In its final earnings report as a publicly traded company before its $7.9 billion buyout by MGM Mirage is completed, Mandalay said its fourth-quarter earnings declined 28.1 percent from the prior year because January's rainfall -- three times above normal totals in the Los Angeles area, according to the National Weather Service -- kept many California visitors from making the drive to Las Vegas on Interstate 15.
Unlike most traditional reporting periods, Mandalay's fourth quarter ended Jan. 31, rather than Dec. 31.
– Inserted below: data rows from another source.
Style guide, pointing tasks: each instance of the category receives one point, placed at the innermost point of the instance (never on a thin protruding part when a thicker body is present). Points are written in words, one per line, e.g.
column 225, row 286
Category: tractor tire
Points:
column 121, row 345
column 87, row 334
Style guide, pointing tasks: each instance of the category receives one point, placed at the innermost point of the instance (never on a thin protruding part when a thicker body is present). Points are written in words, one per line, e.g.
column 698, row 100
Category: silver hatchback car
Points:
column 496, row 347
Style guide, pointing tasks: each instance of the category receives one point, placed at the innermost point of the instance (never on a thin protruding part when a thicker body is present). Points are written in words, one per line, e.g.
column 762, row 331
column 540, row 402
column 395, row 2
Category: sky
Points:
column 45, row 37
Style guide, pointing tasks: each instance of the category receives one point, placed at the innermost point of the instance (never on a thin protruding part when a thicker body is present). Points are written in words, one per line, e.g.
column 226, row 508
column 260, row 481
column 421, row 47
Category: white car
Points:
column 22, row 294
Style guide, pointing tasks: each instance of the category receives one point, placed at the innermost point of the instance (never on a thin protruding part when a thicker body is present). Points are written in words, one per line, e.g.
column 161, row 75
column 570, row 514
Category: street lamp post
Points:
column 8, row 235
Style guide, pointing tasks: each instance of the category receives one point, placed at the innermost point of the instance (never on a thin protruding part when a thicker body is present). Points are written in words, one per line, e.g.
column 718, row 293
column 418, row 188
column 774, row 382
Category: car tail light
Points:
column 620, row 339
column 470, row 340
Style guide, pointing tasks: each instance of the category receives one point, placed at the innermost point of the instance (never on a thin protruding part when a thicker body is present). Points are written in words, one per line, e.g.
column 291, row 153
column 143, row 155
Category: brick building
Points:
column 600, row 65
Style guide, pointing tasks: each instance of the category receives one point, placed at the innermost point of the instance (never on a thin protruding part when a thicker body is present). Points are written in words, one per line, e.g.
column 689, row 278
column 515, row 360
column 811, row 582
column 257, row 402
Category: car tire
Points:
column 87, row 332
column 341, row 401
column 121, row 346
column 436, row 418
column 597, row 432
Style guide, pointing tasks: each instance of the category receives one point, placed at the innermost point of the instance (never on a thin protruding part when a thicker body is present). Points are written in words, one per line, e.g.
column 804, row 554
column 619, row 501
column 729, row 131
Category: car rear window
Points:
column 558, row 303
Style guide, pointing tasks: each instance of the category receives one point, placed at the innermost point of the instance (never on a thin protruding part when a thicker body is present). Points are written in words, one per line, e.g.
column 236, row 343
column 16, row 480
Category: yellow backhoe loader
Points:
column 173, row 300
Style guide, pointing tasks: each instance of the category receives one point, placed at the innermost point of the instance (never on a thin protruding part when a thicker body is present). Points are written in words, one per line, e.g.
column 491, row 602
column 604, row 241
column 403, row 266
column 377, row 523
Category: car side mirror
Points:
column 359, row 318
The news sent shares of MGM Mirage downward on Friday on speculation that the weather would have the same effect on other Strip resorts.
MGM Mirage closed at $75.15 after fluctuating much of the day, dipping to a low of $73.91. Shares in the company were off 52 cents, or 0.69 percent.
Caesars Entertainment, another operator with significant Strip holdings, wasn't affected by the Mandalay news with its shares closing the day at $20.30, up 15 cents, or 0.74 percent.
Gaming analysts tended to think the news was just a one-day blip.
Several notes to investors issued Friday said other indicators show the first quarter, which traditionally ends March 30, will continue to shine brightly on Strip operators.
Larry Klatzkin, a gaming analyst with Jefferies & Co., said Mandalay's lower end properties -- Circus Circus and Excalibur -- that rely on drive-in customers were the properties mostly affected by the weather.
"While the rainfall could possibly have a negative impact on MGM Mirage's first-quarter results, we note that it is an unusual event and not an ongoing concern," Klatzkin wrote.
"Additionally, we believe the Super Bowl and Chinese New Year were strong draws in Las Vegas in February and could offset some or possibly all of the impact of the weather."
Deutsche Bank gaming analyst Marc Falcone said he expected shares of MGM Mirage and Caesars Entertainment would be affected by the Mandalay news. But, the drop would be short-term.
"Mandalay Resort Group's results are not indicative of soft trends across the Strip, in our view," Falcone wrote. "We believe Strip trends for both MGM Mirage and Caesars have been quite strong this quarter."
Susquehanna Financial Group gaming analyst Eric Hausler said based on room price surveys and two recent trips out West, Las Vegas remains a strong customer draw.
Hausler said the Mandalay earnings are not a predictor of an impending business drop-off.
"Our channel checks indicate that March looks robust with record hotel rates posted for March Madness, which is set to begin March 17," Hausler wrote.
"We continue to believe a strong first quarter will be reported by the Las Vegas operators, while the opening of Wynn Las Vegas at the end of April should drive strong traffic to the city in May and June. The convention calendar looks solid with several large conventions taking place in the remainder of first quarter and second quarter. Overall, we do not view Mandalay's results as the first sign of a slowdown in Las Vegas."